In August 2007, the National Oceanic and Atmospheric Administration (“NOAA”), acting as the lead federal natural resources trustee under CERCLA, informed Pharmacia that it was potentially liable for natural resource damages to the lower Passaic River based on its former Kearny Site operations. Pharmacia notified Motor Carrier of the NOAA claim and sought indemnification under the Agreement and the District Court’s June 22 order, but Motor Carrier refused.

On September 17, 2007, the District Court ordered Motor Carrier to pay Pharmacia approximately $448,430 in cleanup costs incurred up to that date. On January 9, 2008, the District Court ordered Motor Carrier to pay approximately $469,360 in attorneys’ fees to Phaimacia, which represented the cost of Pharmacia’s legal representation in the underlying government investigations. The District Court entered final judgment on May 19, 2008. 1

*670 III.

This is essentially a contract dispute. Because we conclude that the Agreement is not ambiguous, we review the District Court’s interpretation de novo. Motor Carrier argues that it is responsible for the costs of cleanup activities only if the pollutants at issue migrated from the Kearny Site after the Agreement became effective (a condition it claims is not satisfied). It contends that § 2.3 (quoted earlier) makes it responsible only for government-ordered cleanup under § 2.3(i) and voluntary activities under § 2.3(n), but “in each case” only for “Substances ... which migrate from the Kearny Site ... at any time after the Effective Time.” App. at 2426. We reject that contention and instead agree with the District Court that under § 2.3(i) Motor Carrier must pay the cost of “Clean-up,” which is defined in the Agreement to mean “investigatory, remedial and monitoring work mandated by the Requirements of Law or a Governmental Agency to investigate, remediate, remove, treat, clean-up, contain or prevent the escape of Substances on, within, generated by or emitted from [the Kearny Site].” App. at 2420. Nothing in that definition suggests a temporal limitation on Motor Carrier’s liability for government-mandated cleanup.

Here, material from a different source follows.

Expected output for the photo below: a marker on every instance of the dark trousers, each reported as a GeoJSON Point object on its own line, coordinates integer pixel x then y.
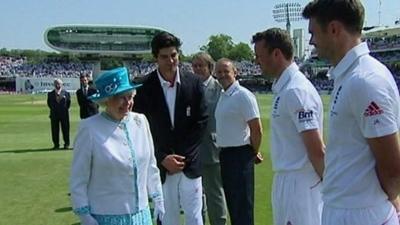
{"type": "Point", "coordinates": [237, 173]}
{"type": "Point", "coordinates": [55, 130]}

Thus, it follows that the “after the Effective Time” language in § 2.3 relied upon by Motor Carrier modifies only § 2.3(ii) — which, again, does not use the defined term “Clean-up” — and not § 2.3(i). 2

Interpreting § 2.3 to impose responsibility on Motor Carrier for government-mandated cleanup activities is consistent with the remaining provisions in the Agreement.